The Irrationality of e
This is actually quite easy to show.
Let’s look at \(e^{-1} = \frac{1}{0!} - \frac{1}{1!} + \frac{1}{2!} - \frac{1}{3!} + \ldots\). As an alternating series whose terms’ magnitudes keep diminishing (from the second term onward), its limiting value lies strictly inbetween any two consecutive partial sums.
But each term’s denominator divides the next, and thus any partial sum ending at or before a given term can be expressed as some rational value with the same denominator as that term. In particular, the partial sum up through and including \(\frac{1}{k!}\), and the partial sum up till but excluding \(\frac{1}{k!}\), can both be written as fractions with denominator \(k!\).
But their numerators will differ by one, and our limiting value must fall strictly between these. Therefore, our limiting value can’t be written with denominator \(k!\) (for any \(k\)). But every possible denominator divides some \(k!\), so this means our limiting value can’t be written as a rational with ANY denominator!
This means \(e^{-1}\) is irrational. And therefore so is its reciprocal, \(e\).

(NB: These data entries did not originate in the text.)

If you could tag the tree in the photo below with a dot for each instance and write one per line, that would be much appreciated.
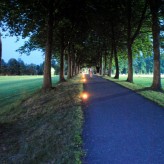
(0, 52)
(154, 8)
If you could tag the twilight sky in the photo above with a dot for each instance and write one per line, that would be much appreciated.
(9, 47)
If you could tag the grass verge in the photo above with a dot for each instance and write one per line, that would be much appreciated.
(46, 128)
(143, 90)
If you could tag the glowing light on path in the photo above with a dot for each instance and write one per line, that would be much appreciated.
(84, 96)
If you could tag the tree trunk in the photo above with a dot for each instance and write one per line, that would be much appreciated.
(105, 62)
(115, 53)
(130, 64)
(154, 6)
(69, 66)
(129, 44)
(110, 62)
(0, 52)
(101, 65)
(62, 79)
(47, 83)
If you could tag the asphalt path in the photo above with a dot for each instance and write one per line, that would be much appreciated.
(120, 126)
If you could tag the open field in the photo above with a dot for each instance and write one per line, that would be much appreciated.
(142, 85)
(45, 128)
(143, 80)
(14, 88)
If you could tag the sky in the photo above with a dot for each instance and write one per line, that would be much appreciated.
(9, 47)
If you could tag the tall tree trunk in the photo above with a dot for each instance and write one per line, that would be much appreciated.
(110, 62)
(69, 62)
(116, 62)
(115, 53)
(101, 65)
(47, 83)
(154, 7)
(131, 38)
(129, 45)
(69, 66)
(105, 62)
(130, 63)
(62, 79)
(0, 52)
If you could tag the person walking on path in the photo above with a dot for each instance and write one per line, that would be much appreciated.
(121, 127)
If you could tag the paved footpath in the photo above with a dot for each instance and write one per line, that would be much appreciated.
(121, 127)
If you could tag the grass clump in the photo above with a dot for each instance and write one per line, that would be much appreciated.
(141, 86)
(46, 129)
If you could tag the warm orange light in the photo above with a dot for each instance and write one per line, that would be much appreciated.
(84, 96)
(84, 80)
(83, 75)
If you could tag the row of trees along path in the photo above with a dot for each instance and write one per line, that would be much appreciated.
(121, 126)
(86, 33)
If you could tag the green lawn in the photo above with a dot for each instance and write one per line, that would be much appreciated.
(45, 128)
(143, 80)
(14, 88)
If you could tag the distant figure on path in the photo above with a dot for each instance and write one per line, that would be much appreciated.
(90, 72)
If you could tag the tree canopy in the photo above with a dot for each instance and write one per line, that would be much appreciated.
(87, 32)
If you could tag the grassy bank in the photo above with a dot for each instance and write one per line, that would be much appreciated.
(14, 88)
(45, 128)
(142, 85)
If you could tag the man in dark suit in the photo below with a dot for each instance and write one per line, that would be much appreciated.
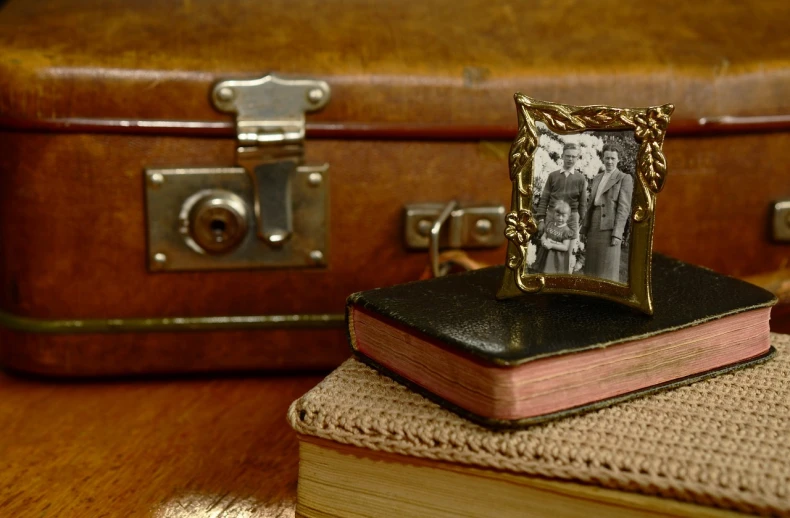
(605, 221)
(568, 185)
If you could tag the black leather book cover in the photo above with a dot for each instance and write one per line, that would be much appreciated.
(461, 311)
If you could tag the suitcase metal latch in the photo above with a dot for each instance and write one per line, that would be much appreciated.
(269, 211)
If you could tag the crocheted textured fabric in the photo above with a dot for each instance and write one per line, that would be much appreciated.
(722, 442)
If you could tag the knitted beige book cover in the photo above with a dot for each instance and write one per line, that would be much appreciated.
(722, 442)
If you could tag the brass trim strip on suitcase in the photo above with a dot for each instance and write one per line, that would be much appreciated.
(172, 324)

In the same way, for any eventually increasing sequence of positive integers with the property that each value divides the next, and the property that the sequence is eventually divisible by any value you like, the alternating sum of its reciprocals defines an irrational value. (Furthermore, we can just as well think of these values as the partial products of any sequence of positive integers eventually greater than 1 with the property that, for each prime, there are infinitely many multiples of that prime in the sequence. In the given case, this sequence is the simple \(1, 2, 3, 4, \ldots\), which is then transformed into the factorials, and then into the alternating sum of the reciprocal factorials, but many other such possibilities are available, to which the exact same irrationality proof reasoning applies.)